Note: If you can’t find the Heath Bar Bits, simply buy 4or 5 Heath candy bars. Keep them in their wrappers and break them into small bits, using a wooden mallet or hammer.

Ingredients for the cupcakes:
2 cups all-purpose flour – stock
3 Teaspoons baking powder – stock
1/8 Teaspoon salt – stock
1 cup packed brown sugar – stock
½ cup peanut butter (I used creamy) – stock
6 Tablespoons sweet butter, softened – stock
1 Teaspoon vanilla – stock
2 eggs, lightly whipped – stock
1 cup milk (I used 1%) – stock
1 cup semi-sweet chocolate chips – stock
For the icing:
2 sticks sweet butter – stock
2/3 cup semi-sweet chocolate chips – stock
1 cup unsweetened cocoa powder – stock
1 Teaspoon vanilla extract – stock
2 ¼ cups confectioner’s sugar – stock
2/3 cup milk (I used 1%) – stock
1 cup Heath Bar Toffee Bits – $2.50
Grand Total Assuming a Well-Stocked Pantry: $2.50
Total Per Cuppie: $0.10

Directions:
1. Preheat the oven to 350 degrees. Line 2 standard muffin tins with cupcake paper cups.

2. In a medium bowl, whisk together the flour, baking powder, and salt. Set aside.

3. In a separate bowl, using an electric mixer, cream the butter with the brown sugar and peanut butter. Add the eggs and vanilla, beating well.

4. Using the lowest setting of the mixer, gradually combine the flour mixture alternately with the milk. Do not over beat or your cuppies will be too dry! Fold in the chocolate chips, using a wooden spoon.

5. Divide the batter evenly between the 24 paper-lined tins. Bake for 20 minutes or until a toothpick inserted in the middle comes out clean. Transfer to a wire rack and allow to cool completely.

6. For the icing: In a heavy saucepan, over low flame, melt the butter with the milk and chocolate, stirring frequently. Transfer to a large bowl. Using a mixer, beat in the cocoa powder, confectioner’s sugar and vanilla.
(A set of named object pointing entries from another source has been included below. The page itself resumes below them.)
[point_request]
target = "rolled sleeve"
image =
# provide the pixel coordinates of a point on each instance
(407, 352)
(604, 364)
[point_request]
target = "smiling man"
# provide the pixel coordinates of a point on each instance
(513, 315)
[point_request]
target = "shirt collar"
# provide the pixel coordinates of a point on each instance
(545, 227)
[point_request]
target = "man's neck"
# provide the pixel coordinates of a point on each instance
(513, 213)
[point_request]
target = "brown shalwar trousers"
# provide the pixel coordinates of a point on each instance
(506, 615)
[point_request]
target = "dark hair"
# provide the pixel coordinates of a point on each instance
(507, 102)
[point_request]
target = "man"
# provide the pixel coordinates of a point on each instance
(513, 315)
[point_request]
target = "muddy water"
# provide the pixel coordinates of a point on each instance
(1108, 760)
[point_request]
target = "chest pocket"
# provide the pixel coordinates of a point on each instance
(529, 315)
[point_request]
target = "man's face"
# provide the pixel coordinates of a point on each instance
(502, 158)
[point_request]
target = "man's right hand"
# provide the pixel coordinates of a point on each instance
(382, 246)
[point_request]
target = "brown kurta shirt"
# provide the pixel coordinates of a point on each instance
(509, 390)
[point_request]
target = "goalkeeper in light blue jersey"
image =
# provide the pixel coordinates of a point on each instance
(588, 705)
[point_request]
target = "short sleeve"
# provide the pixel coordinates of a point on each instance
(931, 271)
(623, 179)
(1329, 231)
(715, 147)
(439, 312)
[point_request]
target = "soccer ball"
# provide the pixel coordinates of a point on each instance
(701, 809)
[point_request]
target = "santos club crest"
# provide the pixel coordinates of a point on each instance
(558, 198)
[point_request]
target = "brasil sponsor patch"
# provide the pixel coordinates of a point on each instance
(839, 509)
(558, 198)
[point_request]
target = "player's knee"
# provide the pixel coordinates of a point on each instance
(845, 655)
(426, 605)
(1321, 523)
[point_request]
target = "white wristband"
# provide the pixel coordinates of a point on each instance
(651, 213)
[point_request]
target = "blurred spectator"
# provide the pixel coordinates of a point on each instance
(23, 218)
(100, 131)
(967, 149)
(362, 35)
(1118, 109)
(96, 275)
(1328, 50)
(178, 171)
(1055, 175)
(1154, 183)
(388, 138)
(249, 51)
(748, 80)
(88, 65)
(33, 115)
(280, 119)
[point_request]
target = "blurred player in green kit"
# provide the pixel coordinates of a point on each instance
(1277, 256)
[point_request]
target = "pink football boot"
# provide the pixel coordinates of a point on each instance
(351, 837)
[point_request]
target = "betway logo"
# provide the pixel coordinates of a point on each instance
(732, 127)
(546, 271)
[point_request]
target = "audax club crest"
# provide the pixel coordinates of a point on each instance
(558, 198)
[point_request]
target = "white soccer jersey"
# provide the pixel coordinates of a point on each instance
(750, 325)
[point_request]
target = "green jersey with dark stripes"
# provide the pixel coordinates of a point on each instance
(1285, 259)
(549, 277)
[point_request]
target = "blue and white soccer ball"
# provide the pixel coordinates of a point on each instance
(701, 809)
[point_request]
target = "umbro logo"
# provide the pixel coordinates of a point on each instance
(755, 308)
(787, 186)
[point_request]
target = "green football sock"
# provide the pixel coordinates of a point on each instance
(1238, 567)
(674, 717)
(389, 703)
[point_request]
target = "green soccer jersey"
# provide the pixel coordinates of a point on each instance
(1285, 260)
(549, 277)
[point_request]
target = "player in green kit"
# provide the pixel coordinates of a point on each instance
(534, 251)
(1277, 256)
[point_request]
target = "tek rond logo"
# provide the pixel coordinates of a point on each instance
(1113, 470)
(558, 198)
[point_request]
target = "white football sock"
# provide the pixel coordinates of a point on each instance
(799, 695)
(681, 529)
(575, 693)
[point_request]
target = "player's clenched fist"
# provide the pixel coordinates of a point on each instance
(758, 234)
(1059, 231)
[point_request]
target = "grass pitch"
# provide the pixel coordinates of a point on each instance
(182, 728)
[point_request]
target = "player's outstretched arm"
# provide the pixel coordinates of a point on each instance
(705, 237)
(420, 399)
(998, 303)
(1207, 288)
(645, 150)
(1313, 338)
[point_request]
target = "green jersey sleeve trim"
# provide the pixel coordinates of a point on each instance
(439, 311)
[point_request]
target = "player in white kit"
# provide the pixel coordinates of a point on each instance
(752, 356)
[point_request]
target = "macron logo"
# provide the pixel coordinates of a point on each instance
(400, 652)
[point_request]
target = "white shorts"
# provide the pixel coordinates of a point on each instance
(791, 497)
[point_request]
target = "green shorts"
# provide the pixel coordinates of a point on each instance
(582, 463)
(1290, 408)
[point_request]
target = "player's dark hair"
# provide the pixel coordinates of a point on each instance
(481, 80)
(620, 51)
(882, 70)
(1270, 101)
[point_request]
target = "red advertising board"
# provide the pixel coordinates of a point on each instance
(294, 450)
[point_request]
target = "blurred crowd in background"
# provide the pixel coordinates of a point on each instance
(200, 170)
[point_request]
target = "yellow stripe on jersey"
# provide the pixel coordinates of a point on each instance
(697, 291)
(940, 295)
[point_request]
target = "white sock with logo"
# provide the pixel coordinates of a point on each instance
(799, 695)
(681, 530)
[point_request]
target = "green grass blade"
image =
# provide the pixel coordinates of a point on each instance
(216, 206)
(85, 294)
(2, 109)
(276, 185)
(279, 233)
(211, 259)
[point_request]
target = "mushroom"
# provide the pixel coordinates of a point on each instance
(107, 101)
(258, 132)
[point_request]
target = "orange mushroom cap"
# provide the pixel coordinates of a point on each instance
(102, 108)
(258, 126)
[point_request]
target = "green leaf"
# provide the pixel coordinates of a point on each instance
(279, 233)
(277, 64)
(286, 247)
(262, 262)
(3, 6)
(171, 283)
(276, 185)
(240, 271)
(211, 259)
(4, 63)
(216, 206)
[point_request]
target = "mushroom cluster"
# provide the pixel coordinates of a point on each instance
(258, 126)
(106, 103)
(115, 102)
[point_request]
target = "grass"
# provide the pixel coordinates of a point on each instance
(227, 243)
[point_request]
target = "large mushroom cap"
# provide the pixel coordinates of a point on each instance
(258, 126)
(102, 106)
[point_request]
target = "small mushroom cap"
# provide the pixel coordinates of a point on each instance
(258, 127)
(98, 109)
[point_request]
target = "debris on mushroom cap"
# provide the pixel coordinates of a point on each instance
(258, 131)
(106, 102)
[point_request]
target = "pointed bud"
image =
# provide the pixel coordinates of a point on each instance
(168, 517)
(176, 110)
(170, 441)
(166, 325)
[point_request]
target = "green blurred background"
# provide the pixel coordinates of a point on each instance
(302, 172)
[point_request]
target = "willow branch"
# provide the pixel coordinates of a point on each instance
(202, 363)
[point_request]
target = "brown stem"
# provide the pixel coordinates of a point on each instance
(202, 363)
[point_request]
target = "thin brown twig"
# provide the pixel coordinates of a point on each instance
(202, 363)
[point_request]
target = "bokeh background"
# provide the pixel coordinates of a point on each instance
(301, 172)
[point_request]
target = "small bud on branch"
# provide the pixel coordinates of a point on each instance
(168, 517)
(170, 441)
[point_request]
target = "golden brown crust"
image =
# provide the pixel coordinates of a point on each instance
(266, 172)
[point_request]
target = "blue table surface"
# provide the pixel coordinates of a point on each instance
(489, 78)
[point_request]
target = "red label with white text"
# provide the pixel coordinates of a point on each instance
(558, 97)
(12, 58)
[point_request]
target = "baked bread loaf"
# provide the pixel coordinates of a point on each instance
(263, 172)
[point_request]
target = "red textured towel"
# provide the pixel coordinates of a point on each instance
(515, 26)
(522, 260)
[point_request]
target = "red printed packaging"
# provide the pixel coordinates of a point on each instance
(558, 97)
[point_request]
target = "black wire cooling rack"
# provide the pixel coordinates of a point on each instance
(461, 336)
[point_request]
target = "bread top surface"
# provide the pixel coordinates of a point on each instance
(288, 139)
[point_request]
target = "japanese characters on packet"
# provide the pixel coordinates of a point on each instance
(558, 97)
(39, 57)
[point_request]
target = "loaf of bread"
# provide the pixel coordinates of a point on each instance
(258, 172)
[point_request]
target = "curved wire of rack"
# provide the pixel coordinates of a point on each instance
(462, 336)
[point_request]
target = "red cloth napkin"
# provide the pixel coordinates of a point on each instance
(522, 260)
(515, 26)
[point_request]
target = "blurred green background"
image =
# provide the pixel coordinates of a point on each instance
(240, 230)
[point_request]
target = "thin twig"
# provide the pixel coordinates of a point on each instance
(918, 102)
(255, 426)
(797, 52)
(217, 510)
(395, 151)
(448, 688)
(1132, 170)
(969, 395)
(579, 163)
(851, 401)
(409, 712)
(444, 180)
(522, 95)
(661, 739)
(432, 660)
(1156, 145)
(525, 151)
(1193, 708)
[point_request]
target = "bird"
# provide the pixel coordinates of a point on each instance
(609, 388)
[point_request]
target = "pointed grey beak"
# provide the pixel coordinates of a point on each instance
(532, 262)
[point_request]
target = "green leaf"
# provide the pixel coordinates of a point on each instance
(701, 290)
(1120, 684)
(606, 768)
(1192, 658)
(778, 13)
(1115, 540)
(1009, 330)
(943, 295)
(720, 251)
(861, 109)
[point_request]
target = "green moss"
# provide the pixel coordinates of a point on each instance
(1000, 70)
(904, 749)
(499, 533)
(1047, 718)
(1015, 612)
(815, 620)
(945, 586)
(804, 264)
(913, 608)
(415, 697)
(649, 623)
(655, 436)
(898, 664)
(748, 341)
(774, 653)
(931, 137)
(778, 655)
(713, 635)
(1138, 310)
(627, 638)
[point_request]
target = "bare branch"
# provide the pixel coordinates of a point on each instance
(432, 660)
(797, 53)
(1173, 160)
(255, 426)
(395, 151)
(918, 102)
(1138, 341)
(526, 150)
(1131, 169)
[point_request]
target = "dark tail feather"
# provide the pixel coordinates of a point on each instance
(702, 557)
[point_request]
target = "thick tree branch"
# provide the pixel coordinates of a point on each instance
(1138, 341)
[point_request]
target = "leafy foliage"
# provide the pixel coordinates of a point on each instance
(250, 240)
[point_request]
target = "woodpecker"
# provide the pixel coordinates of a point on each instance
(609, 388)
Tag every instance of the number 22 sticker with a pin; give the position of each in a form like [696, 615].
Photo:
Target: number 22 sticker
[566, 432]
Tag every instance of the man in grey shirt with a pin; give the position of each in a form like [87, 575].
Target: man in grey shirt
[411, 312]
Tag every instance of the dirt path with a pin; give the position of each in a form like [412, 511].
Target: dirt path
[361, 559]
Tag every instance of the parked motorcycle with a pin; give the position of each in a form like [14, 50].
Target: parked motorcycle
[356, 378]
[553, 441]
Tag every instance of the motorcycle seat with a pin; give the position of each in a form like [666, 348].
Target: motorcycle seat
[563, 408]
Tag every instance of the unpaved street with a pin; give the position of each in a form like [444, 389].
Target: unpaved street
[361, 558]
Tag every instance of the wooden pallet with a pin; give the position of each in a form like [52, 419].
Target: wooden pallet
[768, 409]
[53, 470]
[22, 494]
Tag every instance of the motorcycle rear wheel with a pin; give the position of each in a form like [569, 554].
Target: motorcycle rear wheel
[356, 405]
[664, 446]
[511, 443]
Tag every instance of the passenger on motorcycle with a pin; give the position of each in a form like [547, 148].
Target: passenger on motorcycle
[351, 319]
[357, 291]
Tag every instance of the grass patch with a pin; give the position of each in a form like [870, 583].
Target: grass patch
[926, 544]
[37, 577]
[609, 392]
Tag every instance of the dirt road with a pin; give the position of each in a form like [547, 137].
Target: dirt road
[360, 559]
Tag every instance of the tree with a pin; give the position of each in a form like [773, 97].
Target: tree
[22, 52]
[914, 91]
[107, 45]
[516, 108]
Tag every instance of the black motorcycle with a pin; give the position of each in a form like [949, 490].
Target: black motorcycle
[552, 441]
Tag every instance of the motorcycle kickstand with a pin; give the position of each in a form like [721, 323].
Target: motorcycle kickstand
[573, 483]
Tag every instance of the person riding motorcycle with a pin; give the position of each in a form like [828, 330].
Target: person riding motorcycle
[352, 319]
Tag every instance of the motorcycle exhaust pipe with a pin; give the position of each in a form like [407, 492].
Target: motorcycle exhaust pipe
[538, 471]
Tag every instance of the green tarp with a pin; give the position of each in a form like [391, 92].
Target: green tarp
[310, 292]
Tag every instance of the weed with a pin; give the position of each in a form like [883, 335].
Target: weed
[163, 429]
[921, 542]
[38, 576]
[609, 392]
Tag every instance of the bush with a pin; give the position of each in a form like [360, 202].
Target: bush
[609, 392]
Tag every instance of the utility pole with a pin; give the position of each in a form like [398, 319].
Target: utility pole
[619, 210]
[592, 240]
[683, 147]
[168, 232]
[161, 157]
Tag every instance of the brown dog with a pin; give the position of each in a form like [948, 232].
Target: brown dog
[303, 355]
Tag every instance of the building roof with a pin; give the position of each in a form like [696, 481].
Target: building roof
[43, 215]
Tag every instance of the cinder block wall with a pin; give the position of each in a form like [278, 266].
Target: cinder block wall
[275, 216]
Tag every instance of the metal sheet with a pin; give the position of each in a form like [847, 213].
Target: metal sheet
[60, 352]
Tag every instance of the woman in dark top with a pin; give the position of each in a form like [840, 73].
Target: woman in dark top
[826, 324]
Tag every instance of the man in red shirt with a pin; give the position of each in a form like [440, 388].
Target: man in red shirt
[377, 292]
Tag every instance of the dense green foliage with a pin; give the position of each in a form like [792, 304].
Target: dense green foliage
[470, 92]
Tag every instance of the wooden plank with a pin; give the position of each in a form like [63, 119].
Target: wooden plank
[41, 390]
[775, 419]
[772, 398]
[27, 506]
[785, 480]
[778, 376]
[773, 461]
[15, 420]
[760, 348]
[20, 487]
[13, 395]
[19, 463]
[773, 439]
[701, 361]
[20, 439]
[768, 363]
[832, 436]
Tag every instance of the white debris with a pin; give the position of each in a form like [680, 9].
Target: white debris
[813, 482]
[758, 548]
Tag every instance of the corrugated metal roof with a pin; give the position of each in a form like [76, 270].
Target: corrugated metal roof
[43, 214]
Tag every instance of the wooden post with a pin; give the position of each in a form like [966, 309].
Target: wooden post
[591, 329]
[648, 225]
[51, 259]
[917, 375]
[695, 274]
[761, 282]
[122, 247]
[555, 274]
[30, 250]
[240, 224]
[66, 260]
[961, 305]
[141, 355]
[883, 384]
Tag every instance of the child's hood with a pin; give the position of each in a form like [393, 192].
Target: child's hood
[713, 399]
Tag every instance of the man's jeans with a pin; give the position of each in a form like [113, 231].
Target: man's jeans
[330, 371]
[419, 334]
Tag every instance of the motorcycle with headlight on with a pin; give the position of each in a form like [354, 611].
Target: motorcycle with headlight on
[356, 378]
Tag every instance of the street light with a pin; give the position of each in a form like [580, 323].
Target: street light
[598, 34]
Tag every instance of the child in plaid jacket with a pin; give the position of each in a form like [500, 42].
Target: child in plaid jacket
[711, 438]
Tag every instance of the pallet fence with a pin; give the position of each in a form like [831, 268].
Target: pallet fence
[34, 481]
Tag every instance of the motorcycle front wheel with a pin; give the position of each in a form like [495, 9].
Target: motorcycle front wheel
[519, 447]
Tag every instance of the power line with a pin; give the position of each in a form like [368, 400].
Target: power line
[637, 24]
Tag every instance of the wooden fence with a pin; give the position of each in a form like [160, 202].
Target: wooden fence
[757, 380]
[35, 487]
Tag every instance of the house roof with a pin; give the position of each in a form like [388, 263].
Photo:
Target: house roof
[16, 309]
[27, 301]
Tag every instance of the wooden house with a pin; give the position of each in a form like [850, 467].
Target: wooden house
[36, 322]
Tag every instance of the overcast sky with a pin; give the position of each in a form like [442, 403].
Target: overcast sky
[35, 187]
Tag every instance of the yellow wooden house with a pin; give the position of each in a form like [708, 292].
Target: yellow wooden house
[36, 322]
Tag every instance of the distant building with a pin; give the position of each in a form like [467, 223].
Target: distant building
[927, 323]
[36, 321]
7. Add the Heath Bar Toffee bits, stirring well to combine. Frost/ice each of the cupcakes. Garnish with additional Heath Bits if desired.

Comments

  1. says

    I get inspired by shopping for groceries also and then when I get home I think when am going to have the time to make all this!

    You are not helping my diet…

  2. petite.cherie501 says

    Yum….me thinks today is chocolate overload day. Price per cuppie as Heath chips are a “stock” item leftover from holidays…..priceless. :) Thanks

  3. Emily Purvis says

    I made these and the cupcakes turned out lovely, however the frosting is a liquid mess. Why is the butter melted with the chocolate? I have made my fair share of frostings and while I initially balked at this step, I figured you had a good reason (and photos!), so I followed the recipe to the T. If you have any tips on saving the liquid frosting, please share them! I’m hoping that letting it set out covered overnight will perhaps allow it to set up a little bit – or at least not run off the cupcakes before I can go to my event tomorrow. Otherwise, I just wasted a pound of butter and the rest of the ingredients (I doubled the recipe).

    Next time I will make a traditional buttercream and whip the softened butter with the remaining ingredients, and melt just the chocolate.

    Thank you for an otherwise delicious recipe!

    • feastonthecheap says

      Oh Emily our deepest apologies! In the icing ingredients list we had noted the addition of 2 1/4 cups of confectioner’s sugar, but somehow omitted it in the actual instructions, which would indeed create quite a runny frosting.

      To salvage the frosting, beat in the confectioner’s sugar in batches and it should thicken right up. Terribly sorry, we’ve gone ahead and corrected the instructions posted here!

      • Emily Purvis says

        Thank you for the kind (and quick!) reply! I had already beaten in the confectioners sugar when I had this problem. Allowing it to set covered overnight somehow allowed the frosting to thicken up to a spreadable consistency. I was able to frost the cupcakes just before taking them to my event, and I received multiple compliments on such awesome cupcakes! I definitely plan on making these again; I would like to try using unsweetened baking chocolate instead of chocolate chips to see how it turns out. I will likely make the frosting before I start the cupcakes, just in case it decides to behave the same way as this time.

        Again, my compliments on a great recipe. It turned out beautifully (and I have frosting left over – poor me!).